There were two new office buildings delivered to the Budapest office market in the first quarter of 2020: BudaPart Gate and Budapest One (18,160 sq m and 27,400 sq m respectively, both in the South Buda submarket). Lánchíd Palota (5,120 sq m, Central Buda) has been added to the owner-occupied stock following its recent acquisition by an end user.
The total modern office stock currently adds up to 3,740,990 sq m, consisting of 3,131,100 sq m category ‘A’ and ‘B’ speculative office space, as well as 609,890 sq m owner occupied space.
The office vacancy rate has increased to 6.2%, representing a 0.6 pps uptick quarter-on-quarter.

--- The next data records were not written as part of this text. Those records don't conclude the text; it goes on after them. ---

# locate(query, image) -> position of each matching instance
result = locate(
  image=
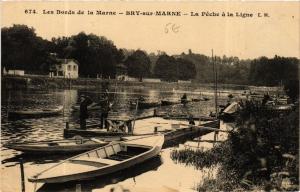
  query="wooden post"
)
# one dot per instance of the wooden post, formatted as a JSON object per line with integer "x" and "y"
{"x": 22, "y": 175}
{"x": 67, "y": 125}
{"x": 136, "y": 108}
{"x": 78, "y": 188}
{"x": 155, "y": 113}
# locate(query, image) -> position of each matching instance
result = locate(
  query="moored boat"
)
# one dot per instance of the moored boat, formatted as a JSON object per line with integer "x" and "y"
{"x": 35, "y": 113}
{"x": 62, "y": 146}
{"x": 102, "y": 161}
{"x": 93, "y": 106}
{"x": 144, "y": 104}
{"x": 168, "y": 102}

In line with the preceding quarters, the lowest vacancy rate was measured in the Non-Central Pest (1.3%) submarket whereas the Periphery still suffers from an overwhelming 33.6% vacancy rate.
Net absorption over the first quarter amounted to 22,790 sq m (adjusted for GLA revisions).
Total demand in the first quarter of 2020 reached 79,660 sq m, stagnating year-on-year. Out of the total leasing activity, renewals represented the largest share with 36%, followed by new leases at 31%, expansions at 13%, pre-leases at 14% while owner occupation made up the remaining 6%.
Contrary to the previous quarter, the strongest occupational activity was recorded in the Central Pest submarket, attracting 26% of the total demand. The Váci Corridor ranked second in this respect with a share of 22%, while Central Buda came third with 19% of all office demand during the period.
According to the BRF, 118 office agreements were signed in Q1 2020, with an average deal size of 675 sq m.
BRF registered 15 office transactions above 1,000 sq m, diversely split between 6 new transactions, 5 renewals, 2 pre-lease agreements, 1 expansion and 1 owner occupation.
Three agreements were concluded for office area exceeding 5,000 sq m. The largest transaction was a pre-lease agreement signed in the Váci Corridor submarket, with a 7,450 sq m deal in Váci Greens E. The largest renewal of the quarter was signed in Park Atrium for 6,300 sq m, while the largest relocation lease in the existing stock was registered for 4,730 sq m in the newly delivered Budapest One scheme.
As expected, Q1 2020 office market statistics do not yet reflect the current economic restrictions triggered by the COVID-19 pandemic. Total leasing activity was largely in line with the past five years’ Q1 average and based on headline rents in the current availability, there has not been any material rent correction. While the average vacancy rate increased by 0.6pp q-o-q, this was due to organic market developments in the form of expiring leases and planned relocations.